Member of the Jury is a 1937 British crime film directed by Bernard Mainwaring and starring Ellis Irving, Marjorie Hume and Franklyn Bellamy. It was written by David Evans based on the 1933 novel by John Millard, and was made at Wembley Studios as a quota quickie.

==Plot==
After a long spell of unemployment Walter Maitland gets a job with Sir John Sloane. On Maitland's first day work of, Sir John is arrested on for murder, and – coincidentally – Maitland is picked for jury service at his trial. Since he knows that his job depends on Sir John's acquittal, Maitland refuses to convict him, until he is finally able to reconstruct the case so that Sir John's innocence is demonstrated.

==Cast==
- Ellis Irving as Walter Maitland
- Marjorie Hume as Mary Maitland
- Franklyn Bellamy as Sir John Sloane
- Arnold Lucy as uncle
- Roy Russell as Attorney General
- Aubrey Pollock as Defence
- W.E. Holloway as Judge

== Reception ==
The Monthly Film Bulletin wrote: "The long arm of coincidence plays a leading part in this unconvincing and artificial story. The dilemma in which the chief character finds himself is a real one, but lack of firm direction results in a frittering away of interest in a welter of trivial incidents and irrelevant details. The dialogue is feeble, and the acting stilted."

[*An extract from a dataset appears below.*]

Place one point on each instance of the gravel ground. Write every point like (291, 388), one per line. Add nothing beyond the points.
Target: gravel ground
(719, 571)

Kine Weekly wrote: "Trial drama too conflicting in its testimony and closely related to theatrical coincidence to interest other than unsophisticated audiences. Although the film is never true to life, it might have been good theatre had the producer put fundamentals before fictitious furbelows."

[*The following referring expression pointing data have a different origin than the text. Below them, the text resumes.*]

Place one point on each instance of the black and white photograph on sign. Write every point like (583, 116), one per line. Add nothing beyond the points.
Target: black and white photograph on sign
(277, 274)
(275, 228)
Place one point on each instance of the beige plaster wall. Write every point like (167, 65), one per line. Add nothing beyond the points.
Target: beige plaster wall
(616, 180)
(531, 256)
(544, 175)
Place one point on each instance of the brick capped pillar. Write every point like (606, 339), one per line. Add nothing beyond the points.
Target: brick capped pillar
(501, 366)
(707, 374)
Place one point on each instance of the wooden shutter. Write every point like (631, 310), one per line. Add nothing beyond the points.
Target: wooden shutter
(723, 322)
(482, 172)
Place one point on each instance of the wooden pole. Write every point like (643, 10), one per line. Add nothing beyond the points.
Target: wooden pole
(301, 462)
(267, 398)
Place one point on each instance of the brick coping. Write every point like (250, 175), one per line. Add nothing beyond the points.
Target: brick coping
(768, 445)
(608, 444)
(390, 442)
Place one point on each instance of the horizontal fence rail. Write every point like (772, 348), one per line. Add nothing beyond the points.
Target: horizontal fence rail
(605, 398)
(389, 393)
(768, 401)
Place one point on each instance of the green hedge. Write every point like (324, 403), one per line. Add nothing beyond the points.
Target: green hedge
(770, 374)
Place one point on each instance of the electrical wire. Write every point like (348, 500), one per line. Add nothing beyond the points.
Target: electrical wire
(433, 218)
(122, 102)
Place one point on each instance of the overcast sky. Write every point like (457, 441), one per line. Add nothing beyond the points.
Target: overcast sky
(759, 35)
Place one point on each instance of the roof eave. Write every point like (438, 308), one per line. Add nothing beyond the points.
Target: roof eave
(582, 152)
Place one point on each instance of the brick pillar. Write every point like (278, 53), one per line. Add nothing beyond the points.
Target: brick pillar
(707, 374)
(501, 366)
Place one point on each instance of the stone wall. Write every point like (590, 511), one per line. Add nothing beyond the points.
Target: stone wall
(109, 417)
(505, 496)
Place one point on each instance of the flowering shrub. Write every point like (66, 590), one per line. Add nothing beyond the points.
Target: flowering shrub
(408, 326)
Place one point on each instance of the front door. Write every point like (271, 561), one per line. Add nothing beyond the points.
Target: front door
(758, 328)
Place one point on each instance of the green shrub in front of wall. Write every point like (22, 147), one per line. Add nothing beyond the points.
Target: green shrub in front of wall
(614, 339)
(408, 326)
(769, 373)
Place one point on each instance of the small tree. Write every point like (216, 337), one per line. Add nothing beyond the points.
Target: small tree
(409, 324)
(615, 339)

The Daily Film Renter wrote: "The long arm of coincidence is stretched almost to its limits in this unconvincing story, while legal procedure is not always believable, and dialogue frequently trite. The Old Bailey setting is good, but judge and clerk of the court are made to appear stock figures unlikely to strike a note of realism. The acting is undistinguished, save, perhaps, for an unnamed artiste who gives a deft study of a newspaper-seller called upon by the defence."